The aim of this pilot phase, which will run until July 2019, is to provide support, in the first instance, to some thirty groups, in other words close to 300 farmers, before extending the project to other farmers and cooperatives if it is successful.
2. Development of a new financial service for cocoa producers
Putting these good practices into place requires bringing in inputs, which are mainly fertilizers in the case of cocoa. The farmers therefore need to take out a loan, which the banks are very reluctant to grant because the farmers do not necessarily have the capital required to serve as collateral for the loan.
As a response to this lack of financing, the Prisma MFI has broadened its range of products, which in the past had always been based on group loans of an average amount of close to 500 EUR. It has now therefore established an individual loan to enable its members to develop their agricultural activities.
A workshop has been organised with cocoa experts to collect the key information related to cocoa production (production costs per hectare, cropping calendar, risks, etc.).
Some 140 loans have been disbursed in the three agencies of the Prisma MFI. ADA’s next mission, to be carried out in November 2018, will be to review these initial loans with the MFI’s staff so as to decide whether any adjustments need to be made for the pilot phase.
At the same time, the MFI is introducing a loans analysis system thanks to a digital application which has been specially adapted to cocoa production.

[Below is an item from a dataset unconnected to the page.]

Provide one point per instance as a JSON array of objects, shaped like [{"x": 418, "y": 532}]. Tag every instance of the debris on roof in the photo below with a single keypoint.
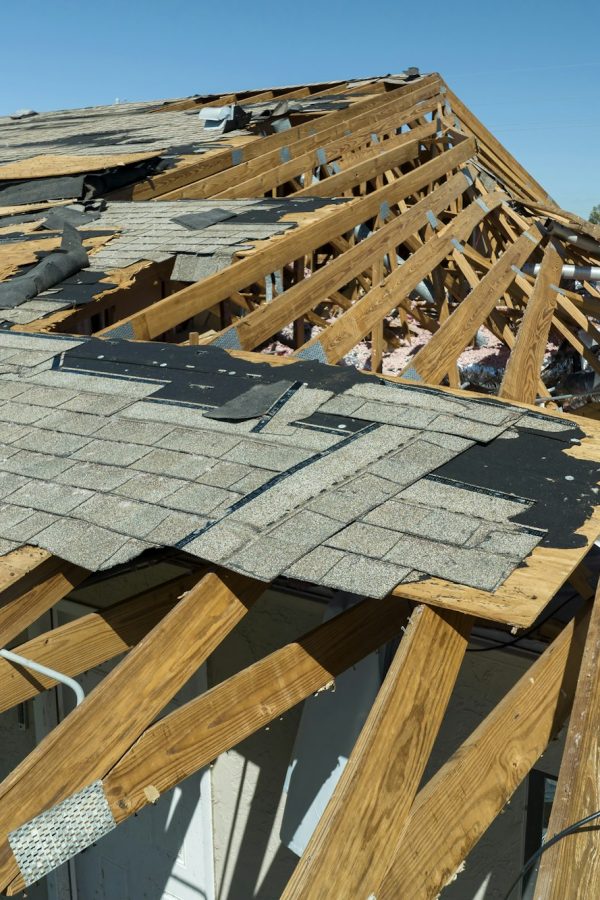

Loan officers will be trained between now and the end of 2018 to test the application in real-life conditions.
Although proving agricultural loans may be highly risky, this risk is reduced significantly if the financial service is accompanied by technical support, which is one of the advantages of the Chova Chova system, which will enable the MFI to quickly identify the producers which are implementing the good farming practices to maintain their parcel of land.
The success of this project, therefore, is dependent upon good coordination between the NGO which is responsible for providing the technical assistance designed to promote better farming techniques and the MFI responsible for financing the production of small cocoa producers.
An evaluation will take place in autumn 2019 to take stock of the two main aspects of the pilot phase (technical assistance and financial services) with a view to determining the next strategic approach to be given to the project.
“This is genuine aid for the farmers”
Marco Antonio, one of the oldest members of the cooperative, is optimistic: “I don’t think that there will be any resistance to joining the Chova Chova system. This is genuine aid for the farmers and real aid is what they have always asked for. The bodies which came here in the past always presented an already established strategic plan. You, on the other hand, have come to us with the outline of a plan which you would like to develop with us. And that is exactly what should always happen”.
He also feels that the Chova Chova method could prove itself to be very useful if a field is contaminated with parasites. “We have seen that the best thing to do when a field is contaminated is to clean it by cutting down all of the plants. My wife Lena and I have recently had to cut down all the cocoa plants on two hectares of our land for that very reason. If the Chova Chova group had already been in place, it would have taken less time and I know that we are not the only farmers in the region to encounter this problem”.